The comic strip atop this entry was in my inbox today and upon seeing it, I was instantly reminded of a couple of seagulls whom I've seen "collecting plastics" on Long Beach. A couple of my images featuring this disturbing scenario are posted directly below.
It never ceases to amaze me how people litter (for surely no other creature is leaving plastics behind).
But my words on that subject, as well as any words used in reporting on the truisms and/or dangers regarding littering and its consequences (especially ones related to plastics), are beyond any character limit in blog entries or social media platforms.
What I can do when I see a creature trying to eat plastic, is to attempt to deter him/her from that activity and if he/she subsequently drops the plastic, I can dispose of it properly.
Fortunately, there are numerous numbers of people who care about this issue and who work tirelessly to raise awareness re littering as well raise awareness of the need to be plastic-free.
It is easy to be discouraged by these huge problems, but discouragement is not a substitute for lack of action, for there are steps almost every one can take.
One of these steps is to participate in costal-cleanup activities which take place throughout the world.
As you may recall, dear reader, exactly one year and one month ago today (on September 16th 2017), I volunteered to be part of of one of these initiatives, a costal clean-up effort which was sponsored by NYC Audubon. It was during that event that I witnessed Canadian Geese feasting on plastic bowls and other materials left behind after religious rituals are performed on the coastline of Jamaica Bay in New York City.

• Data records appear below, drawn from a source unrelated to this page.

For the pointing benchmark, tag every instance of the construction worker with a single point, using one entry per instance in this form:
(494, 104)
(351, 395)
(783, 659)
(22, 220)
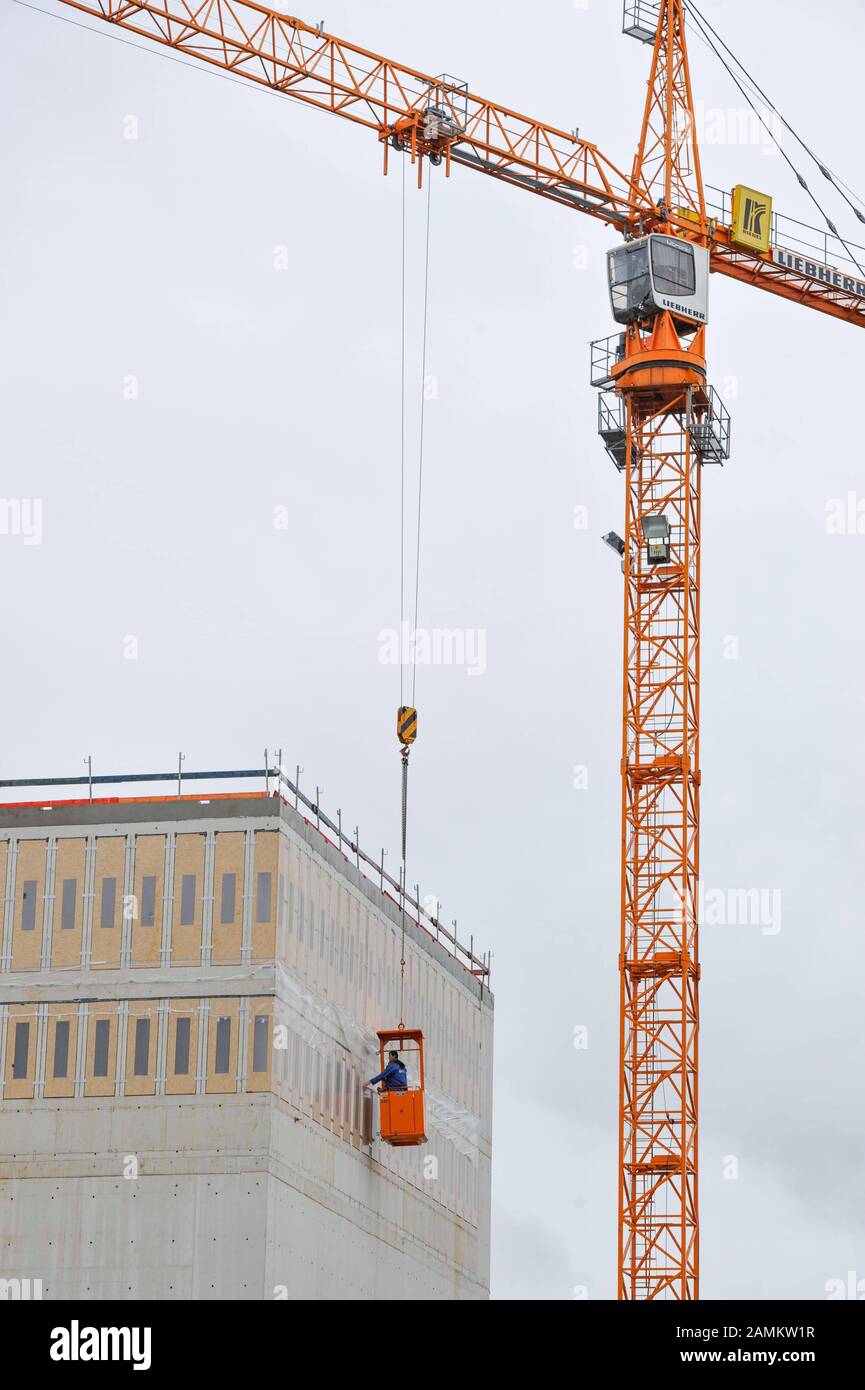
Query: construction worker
(394, 1076)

This is a small gesture on my part, but with my limited financial resources as well as my limited time due to taking care of health concerns, being involved in an event like the one I've referenced, is an action I can take.
The other indirect action I've taken is to give folks a reason to be concerned about the plight of birds through my book series Words In Our Beak (pictured below).
The stories (which are told from the perspective of a female cardinal) do not directly address environmental concerns, but they do address a number of concerns that avian creatures live with year around. My hopes are that by doing my doing this, people (after reading the books) will be inspired to take up causes related to protecting wildbirds (and all wild life).